Me senté en la cama. ¡Dios mío! Era así de simple. Me estaba empezando a enfadar. ¿De qué servían la Intimidad, la Autosuficiencia y la Libertad si me sentía de esta manera? Me hallaba en un estado de anhelo permanente, y llevaba años así. No era feliz, casi nunca había sido feliz.
«¡Es horrible!», pensé. ¡Cuántas mentiras! Me sentí físicamente enfermo al comprenderlo, al recordarme como un niño plantado delante de la televisión, al recordar las clases en las que los profesores robot nos enseñaban que el «desarrollo interior» era el principal propósito en la vida, que «el sexo rápido es el mejor», que la única realidad residía en mi consciencia y que podía alterarse químicamente. Lo que yo había querido, lo que había anhelado incluso entonces, era ser amado y amar. Y ni siquiera me habían enseñado esa palabra».

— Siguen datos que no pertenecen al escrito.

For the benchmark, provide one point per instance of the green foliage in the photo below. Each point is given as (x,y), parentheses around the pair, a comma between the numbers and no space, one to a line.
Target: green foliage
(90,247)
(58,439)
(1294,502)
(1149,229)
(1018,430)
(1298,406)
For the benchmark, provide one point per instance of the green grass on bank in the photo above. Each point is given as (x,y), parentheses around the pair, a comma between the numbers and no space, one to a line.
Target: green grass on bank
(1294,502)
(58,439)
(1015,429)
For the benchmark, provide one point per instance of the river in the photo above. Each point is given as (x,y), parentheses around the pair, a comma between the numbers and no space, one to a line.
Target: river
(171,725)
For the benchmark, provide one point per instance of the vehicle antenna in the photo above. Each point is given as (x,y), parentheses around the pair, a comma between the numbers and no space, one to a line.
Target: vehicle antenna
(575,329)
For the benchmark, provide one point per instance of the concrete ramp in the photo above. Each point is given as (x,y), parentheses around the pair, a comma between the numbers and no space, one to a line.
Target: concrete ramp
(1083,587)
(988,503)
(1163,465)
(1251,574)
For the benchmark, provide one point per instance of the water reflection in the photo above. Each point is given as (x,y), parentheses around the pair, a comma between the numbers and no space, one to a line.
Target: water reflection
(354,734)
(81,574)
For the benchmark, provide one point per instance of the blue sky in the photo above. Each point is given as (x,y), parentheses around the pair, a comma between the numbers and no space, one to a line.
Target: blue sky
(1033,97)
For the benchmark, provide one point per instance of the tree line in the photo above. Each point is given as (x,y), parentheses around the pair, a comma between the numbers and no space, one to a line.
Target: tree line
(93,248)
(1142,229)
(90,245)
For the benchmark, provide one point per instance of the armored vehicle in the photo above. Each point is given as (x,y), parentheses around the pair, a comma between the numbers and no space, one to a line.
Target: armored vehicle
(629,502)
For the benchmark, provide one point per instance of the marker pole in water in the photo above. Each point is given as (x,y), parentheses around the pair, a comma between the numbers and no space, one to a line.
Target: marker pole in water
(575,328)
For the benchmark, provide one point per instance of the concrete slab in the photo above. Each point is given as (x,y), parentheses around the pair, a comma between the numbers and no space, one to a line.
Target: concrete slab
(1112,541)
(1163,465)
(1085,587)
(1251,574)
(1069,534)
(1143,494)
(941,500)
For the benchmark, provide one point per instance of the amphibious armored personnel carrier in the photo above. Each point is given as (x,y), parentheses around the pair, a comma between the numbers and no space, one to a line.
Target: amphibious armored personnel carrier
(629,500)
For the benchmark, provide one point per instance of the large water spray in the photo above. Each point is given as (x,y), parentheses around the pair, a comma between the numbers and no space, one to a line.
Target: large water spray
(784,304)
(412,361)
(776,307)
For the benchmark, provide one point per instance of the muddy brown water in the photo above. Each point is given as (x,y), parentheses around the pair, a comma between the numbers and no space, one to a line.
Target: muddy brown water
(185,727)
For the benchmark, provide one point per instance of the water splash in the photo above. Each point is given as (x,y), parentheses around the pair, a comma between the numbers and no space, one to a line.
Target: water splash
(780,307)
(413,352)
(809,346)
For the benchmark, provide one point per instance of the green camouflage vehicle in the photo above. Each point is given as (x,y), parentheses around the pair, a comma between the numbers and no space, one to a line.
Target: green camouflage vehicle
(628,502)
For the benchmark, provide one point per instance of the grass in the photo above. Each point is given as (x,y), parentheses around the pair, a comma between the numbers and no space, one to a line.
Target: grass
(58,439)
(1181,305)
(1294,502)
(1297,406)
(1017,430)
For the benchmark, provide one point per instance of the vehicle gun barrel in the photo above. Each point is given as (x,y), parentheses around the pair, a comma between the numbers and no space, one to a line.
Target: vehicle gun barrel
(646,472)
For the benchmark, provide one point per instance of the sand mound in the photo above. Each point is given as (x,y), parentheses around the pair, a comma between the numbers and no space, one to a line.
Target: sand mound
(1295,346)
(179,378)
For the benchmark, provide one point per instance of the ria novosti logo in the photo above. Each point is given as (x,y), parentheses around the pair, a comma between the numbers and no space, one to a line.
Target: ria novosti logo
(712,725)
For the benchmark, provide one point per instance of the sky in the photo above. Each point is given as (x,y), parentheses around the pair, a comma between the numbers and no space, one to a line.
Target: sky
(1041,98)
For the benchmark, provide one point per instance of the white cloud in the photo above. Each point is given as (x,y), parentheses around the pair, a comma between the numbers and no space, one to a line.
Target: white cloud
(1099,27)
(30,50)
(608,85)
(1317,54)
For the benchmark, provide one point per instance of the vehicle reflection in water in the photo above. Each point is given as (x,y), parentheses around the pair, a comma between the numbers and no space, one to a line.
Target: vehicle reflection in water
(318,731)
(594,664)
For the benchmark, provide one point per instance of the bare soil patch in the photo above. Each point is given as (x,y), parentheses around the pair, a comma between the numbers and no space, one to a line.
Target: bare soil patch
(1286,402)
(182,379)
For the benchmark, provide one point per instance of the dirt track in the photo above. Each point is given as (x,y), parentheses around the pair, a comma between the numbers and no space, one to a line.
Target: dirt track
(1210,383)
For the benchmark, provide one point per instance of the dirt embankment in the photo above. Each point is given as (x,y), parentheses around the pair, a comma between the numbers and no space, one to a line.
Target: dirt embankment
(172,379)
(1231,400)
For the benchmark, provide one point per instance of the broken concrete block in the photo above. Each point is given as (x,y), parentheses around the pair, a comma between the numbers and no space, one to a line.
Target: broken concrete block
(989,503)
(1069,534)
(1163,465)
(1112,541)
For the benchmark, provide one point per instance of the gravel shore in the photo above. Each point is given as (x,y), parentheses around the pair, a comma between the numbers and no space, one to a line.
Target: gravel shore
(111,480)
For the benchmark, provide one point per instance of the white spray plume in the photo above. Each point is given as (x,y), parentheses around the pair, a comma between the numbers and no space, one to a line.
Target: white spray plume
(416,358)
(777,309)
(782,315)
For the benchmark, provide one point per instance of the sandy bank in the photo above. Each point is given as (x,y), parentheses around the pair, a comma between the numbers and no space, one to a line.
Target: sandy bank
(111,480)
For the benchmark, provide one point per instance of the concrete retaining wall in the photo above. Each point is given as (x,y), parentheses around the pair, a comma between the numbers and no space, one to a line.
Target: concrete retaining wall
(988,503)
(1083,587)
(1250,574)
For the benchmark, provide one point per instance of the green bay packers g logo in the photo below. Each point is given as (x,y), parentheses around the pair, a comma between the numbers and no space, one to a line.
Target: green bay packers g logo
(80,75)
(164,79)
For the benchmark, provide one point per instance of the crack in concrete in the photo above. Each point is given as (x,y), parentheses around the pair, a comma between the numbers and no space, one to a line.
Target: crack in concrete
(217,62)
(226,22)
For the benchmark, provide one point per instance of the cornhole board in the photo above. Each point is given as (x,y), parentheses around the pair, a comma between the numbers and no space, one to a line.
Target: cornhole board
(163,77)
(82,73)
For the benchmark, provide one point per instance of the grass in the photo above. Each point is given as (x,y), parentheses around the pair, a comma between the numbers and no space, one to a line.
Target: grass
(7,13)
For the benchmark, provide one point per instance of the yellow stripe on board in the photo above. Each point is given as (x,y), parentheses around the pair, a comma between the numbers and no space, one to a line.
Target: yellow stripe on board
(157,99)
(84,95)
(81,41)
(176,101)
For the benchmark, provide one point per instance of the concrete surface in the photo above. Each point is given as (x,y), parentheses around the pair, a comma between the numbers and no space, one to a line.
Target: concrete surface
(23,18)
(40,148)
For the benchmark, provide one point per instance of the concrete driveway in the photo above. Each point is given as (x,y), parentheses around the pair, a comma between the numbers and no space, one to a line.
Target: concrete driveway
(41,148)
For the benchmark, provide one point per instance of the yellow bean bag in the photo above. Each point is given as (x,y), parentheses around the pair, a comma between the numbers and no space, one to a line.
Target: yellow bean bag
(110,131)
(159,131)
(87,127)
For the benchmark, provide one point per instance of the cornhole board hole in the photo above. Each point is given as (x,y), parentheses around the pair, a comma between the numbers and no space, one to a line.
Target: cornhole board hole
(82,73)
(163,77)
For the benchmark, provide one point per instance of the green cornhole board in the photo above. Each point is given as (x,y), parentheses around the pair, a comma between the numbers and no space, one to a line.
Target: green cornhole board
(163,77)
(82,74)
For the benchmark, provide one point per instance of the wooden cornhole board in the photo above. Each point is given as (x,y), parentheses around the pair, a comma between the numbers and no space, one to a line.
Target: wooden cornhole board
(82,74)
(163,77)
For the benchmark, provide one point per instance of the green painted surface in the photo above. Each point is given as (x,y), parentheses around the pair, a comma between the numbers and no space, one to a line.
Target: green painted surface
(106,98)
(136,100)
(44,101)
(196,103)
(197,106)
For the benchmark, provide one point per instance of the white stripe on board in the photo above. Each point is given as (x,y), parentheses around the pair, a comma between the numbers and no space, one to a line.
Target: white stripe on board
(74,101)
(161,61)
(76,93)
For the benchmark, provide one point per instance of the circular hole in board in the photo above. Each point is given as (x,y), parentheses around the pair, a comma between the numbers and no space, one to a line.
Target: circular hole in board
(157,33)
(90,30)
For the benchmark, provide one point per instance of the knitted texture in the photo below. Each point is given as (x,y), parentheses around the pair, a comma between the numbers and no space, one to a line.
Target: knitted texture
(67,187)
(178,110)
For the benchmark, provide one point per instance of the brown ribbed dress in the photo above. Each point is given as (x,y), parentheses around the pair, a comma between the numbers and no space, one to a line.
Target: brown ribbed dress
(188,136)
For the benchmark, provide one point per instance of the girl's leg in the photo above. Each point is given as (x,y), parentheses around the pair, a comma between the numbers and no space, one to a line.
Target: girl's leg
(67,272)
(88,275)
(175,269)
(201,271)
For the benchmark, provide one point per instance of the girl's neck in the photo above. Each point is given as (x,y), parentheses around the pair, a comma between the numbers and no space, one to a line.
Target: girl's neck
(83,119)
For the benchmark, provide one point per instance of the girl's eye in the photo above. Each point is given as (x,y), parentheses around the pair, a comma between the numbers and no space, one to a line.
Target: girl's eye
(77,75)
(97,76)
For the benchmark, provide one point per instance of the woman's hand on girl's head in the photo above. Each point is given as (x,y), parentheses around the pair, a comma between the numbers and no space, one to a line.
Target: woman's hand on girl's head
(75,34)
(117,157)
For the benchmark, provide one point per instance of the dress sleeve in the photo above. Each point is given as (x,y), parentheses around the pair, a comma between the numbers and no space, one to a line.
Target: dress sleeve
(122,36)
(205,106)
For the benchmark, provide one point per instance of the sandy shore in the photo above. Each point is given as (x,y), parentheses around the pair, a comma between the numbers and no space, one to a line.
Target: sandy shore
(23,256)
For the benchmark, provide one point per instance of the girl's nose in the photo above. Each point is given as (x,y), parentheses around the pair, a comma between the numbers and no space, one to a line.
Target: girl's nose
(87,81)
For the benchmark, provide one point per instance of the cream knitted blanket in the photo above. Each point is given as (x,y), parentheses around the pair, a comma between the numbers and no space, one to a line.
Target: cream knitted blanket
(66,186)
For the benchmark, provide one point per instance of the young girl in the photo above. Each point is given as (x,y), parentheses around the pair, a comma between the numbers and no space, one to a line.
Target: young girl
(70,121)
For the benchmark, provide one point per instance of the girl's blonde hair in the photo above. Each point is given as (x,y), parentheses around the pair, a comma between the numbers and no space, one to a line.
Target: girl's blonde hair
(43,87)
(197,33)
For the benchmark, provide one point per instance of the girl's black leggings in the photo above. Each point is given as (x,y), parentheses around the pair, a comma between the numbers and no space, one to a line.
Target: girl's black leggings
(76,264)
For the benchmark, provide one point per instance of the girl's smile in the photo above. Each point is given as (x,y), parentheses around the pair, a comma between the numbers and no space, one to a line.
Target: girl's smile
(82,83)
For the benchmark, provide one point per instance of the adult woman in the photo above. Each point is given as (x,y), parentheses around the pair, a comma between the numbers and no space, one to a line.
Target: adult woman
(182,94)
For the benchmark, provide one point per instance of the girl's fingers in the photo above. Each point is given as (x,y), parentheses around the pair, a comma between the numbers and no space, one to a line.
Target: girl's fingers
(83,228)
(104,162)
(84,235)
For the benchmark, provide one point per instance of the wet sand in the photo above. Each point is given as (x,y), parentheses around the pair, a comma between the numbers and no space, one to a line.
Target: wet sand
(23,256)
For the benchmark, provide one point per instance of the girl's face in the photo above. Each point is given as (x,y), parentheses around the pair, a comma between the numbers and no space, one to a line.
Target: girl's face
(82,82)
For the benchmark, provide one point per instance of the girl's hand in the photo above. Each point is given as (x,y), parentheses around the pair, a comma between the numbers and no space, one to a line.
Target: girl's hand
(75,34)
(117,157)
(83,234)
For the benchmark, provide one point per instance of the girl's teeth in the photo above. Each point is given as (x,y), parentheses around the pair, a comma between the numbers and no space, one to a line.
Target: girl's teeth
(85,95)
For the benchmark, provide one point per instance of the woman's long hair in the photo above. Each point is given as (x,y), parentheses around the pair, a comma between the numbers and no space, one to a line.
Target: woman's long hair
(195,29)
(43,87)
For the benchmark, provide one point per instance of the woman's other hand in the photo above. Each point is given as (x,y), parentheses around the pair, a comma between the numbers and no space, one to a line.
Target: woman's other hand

Quien así se expresa es Paul Bentley. Es él quien, en una película muda, lee la frase Solo el sinsonte canta en la linde del bosque; él quien vuelve a ella una y otra vez. Acaba de descubrir el corrosivo poder de lo incomprensible, de esa droga que está a punto de sustituir para él esa otra con la que la sociedad a la que pertenece vive en un permanente estado de sopor. Suma nuevas palabras cada día a su vocabulario. Las lee en ese bosque de palabras que para él es el diccionario. «A veces eso me ayuda a conciliar el sueño. Pero otras veces encuentro palabras que me emocionan muchísimo. Con frecuencia son palabras cuya definición se me escapa, como «enfermedad» o «álgebra». Les doy vueltas en la cabeza y releo la definición. Pero esta casi siempre contiene otras palabras incomprensibles, que me emocionan más aún». Paul tiene alrededor de treinta años y acaba de aprender a leer. De la frase que acabo de escribir lo más extraño no es que un hombre de treinta años no sepa leer, sino el hecho de que alguien lea en un mundo en el que nadie sabe hacerlo y en el que cada vez van quedando menos que alguna vez supieron siquiera el significado de ese verbo. Y es que «cuando el alfabetismo murió, también lo hizo la historia».

«—Enseñar a leer es un crimen. Podría ir a prisión por eso.
[...]
—Leer es algo muy íntimo —dijo—. Te acerca demasiado a las emociones y a las ideas de los demás. Te altera y te confunde.
[...]
—¿Por qué ha de ser un crimen sentirse alterado y confuso? ¿Y conocer lo que otros piensan y sienten?
Spofforth me miró fijamente.
—¿No quiere ser feliz? —dijo.
[...]
—Las personas que no leen se están suicidando, se queman vivas. ¿Son ellas felices?»

King Kong, fotografía de Breve Storia del Cinema bajo licencia CC BY-NC 2.0

Nadie es feliz en el mundo en el que vive Paul Bentley. Tan solo Paul ha comenzado a experimentar destellos de felicidad, lo cual es algo que le admira a la vez que le abomina, pues en ello «hay regocijo, pero la sensación de riesgo es casi terrorífica».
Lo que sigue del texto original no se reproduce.